“Non è razzista temere l'arrivo dei migranti”, dice il primate anglicano
Roma. In un’intervista concessa al periodico The House, l’arcivescovo di Canterbury e capo della chiesa d’Inghilterra, Justin Welby – che non è solito concedere troppi colloqui con i giornalisti – è intervenuto sul tema dell’immigrazione, anche in vista del referendum sulla permanenza del Regno Unito nell’Unione europea in calendario il prossimo 23 giugno. Riferendosi ai timori che serpeggiano nella popolazione, specie dopo le immagini degli enormi accampamenti a Calais occupati da migranti in speranzosa attesa di attraversare la Manica, Welby ha detto: “C’è la tendenza di dire che ‘queste persone sono razziste’, il che è oltraggioso, assolutamente oltraggioso. C’è una reale paura: che cosa accadrà sul piano dell’accoglienza? E riguardo l’occupazione? E nell’accesso ai servizi sanitari? E’ davvero importante che questa paura sia ascoltata e che a essa venga data qualche risposta”.

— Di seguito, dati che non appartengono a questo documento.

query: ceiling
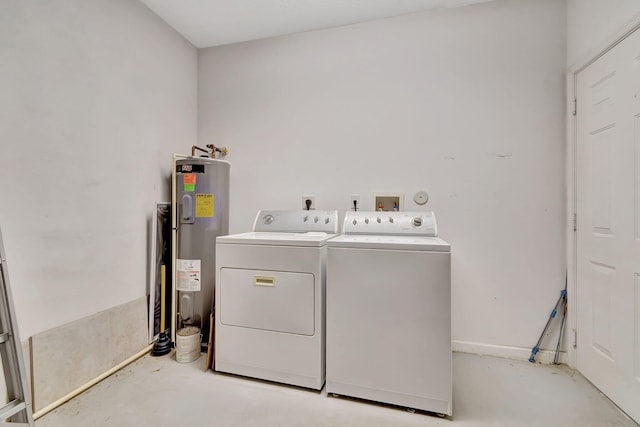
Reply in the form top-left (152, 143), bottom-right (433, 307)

Il primate anglicano, vertice spirituale di una chiesa che rappresenta circa 85 milioni di fedeli in 165 paesi, è chiaro quando osserva che le preoccupazioni dell’elettorato sull’impatto di queste nuove emergenze sulla comunità britannica “sono legittime”. Welby ha ricordato le sue antiche esperienze come sacerdote in piccole comunità di provincia, dove tali problemi sono avvertiti in maniera ben più forte che in metropoli multietniche come Londra o Birmingham. La paura – ha aggiunto – “è un’emozione giustificata in un tempo di crisi colossale com’è quello in cui viviamo. Abbiamo a che fare con uno dei maggiori movimenti di persone nella storia umana. Enorme. Essere in ansia per questo è del tutto ragionevole”.
Welby non ha preso posizione sul referendum, ma implicitamente ha fatto intendere di pensarla come il primo ministro David Cameron quando ha detto che quella dell’immigrazione “è una sfida enorme che può essere affrontata solo a livello europeo” e che “la mancanza di una soluzione” a livello comunitario non fa altro che “aggravare in modo davvero significativo la crisi”. Un problema così grande, ha sottolineato ancora l’arcivescovo di Canterbury, “può essere fronteggiato solo “con una risposta della stessa rilevanza in Europa, e noi dobbiamo giocare la nostra parte”. Richiesto di dare un’indicazione di voto esplicita, il primate si è però tirato indietro: “Non c’è una visione cristiana ‘giusta’ in proposito; Dio non direbbe di votare in un modo o nell’altro”. Semmai, ha chiosato, “il dibattito dovrebbe essere più centrato sul ruolo della Gran Bretagna nel mondo”.